Mesela, herhangi bir kişi; diliyle İman ettiğini ikrar eder ve Elfazü-ü küfür ile Ef’alü küfürden her hangi bir şey kendisinden sadır olmadığı müddetçe, veya harama helal, helal olan da haram demedikçe; hiçbir kimsenin onu tekfir etmeye hakkı yoktur. Velev ki, diliyle söylediklerini kalbiyle tasdik etmese bile. Çünkü kalplerdekini, insanlar değil; yalnızca Âlim, Habir, Sem’i ve Basir olan yüce Allah bilmektedir…
Lakin günümüzde, birçok oluşum, parti veya grup; sırf onlarla farklı hareket ettikleri için, cehaletlerinin de vermiş olduğu cesaretlekendi dışındaki insanları tekfir etme hatasına düşebilmektedirler… Adamlar adeta yargıç gibi davranıp, kendilerinden olmayan insanları yerden yere vurmakta, dışlamakta, kötülemekte ve yerine göre küfür gibi çok ağır olan bir sıfatla itham etmektedirler. Bu nasıl koyu bir cehalet ve nasipsizliktir ki, bir kısım çevreler kendilerini adeta sorgu müfettişleriymiş gibi görmekte ve insanları mahkûm (!) etmek gibi elim bir hataya düşebilmektedirler?
Kaldı ki yaşadığımız asır, genel manada inanların; giyim kuşamdan, hareket tarzlarına, bulundukları ortamlardan peşinden koştukları ideal ve siyasi tercihlerine varıncaya kadar, karmaşık, muğlak ve anlaşılması çok zor olan girift bir asırdır… Onun için, özellikle İslami mesele ve kaidelere vakıf olan Müslüman alim, aydın, yazar ve çizerlerin; bu gibi konularda,gerekse dilleriyle ve gerekse kalemleriyle daha hassas ve daha dikkatli davranmaları gerekmektedir!...

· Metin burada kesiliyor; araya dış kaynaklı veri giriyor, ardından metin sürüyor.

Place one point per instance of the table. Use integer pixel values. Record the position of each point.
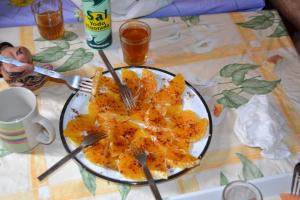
(197, 47)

Evet, fertler ve toplumlar; genel olarak öncü, yönetici ve aydınlarını taklit ve takip ederler! “Bilenlerle bilmeyenlerin bir olmadığı” ilahi ikazı uyarınca; sorumluluk üstlenmiş olanların, diğer insanlara daha güzel örnek olmaları ve ayrıştırıcı değil birleştirici bir rol teşkil etmeleri zaruridir. Çünkü öncüsü ve aydını yozlaşmış olan toplumların fertleri şaşkın, düzenleri çatlak olup, asayişleri ise berkemal olmaz.
“Sorgularken, hüküm verirken, konuşurken; özellikle ön yargılardan, peşin hükümlü olmaktan, insanları hemen saf dışı etme gibi şiddet ve celadet dilini kullanmaktan uzak durulmalıdır… Aslında bu konuda söylenecek çok söz vardır lakin; sözün özü hakkaniyet, vicdan sahibi ve birleştirici olabilmeyi şiar edinmektir…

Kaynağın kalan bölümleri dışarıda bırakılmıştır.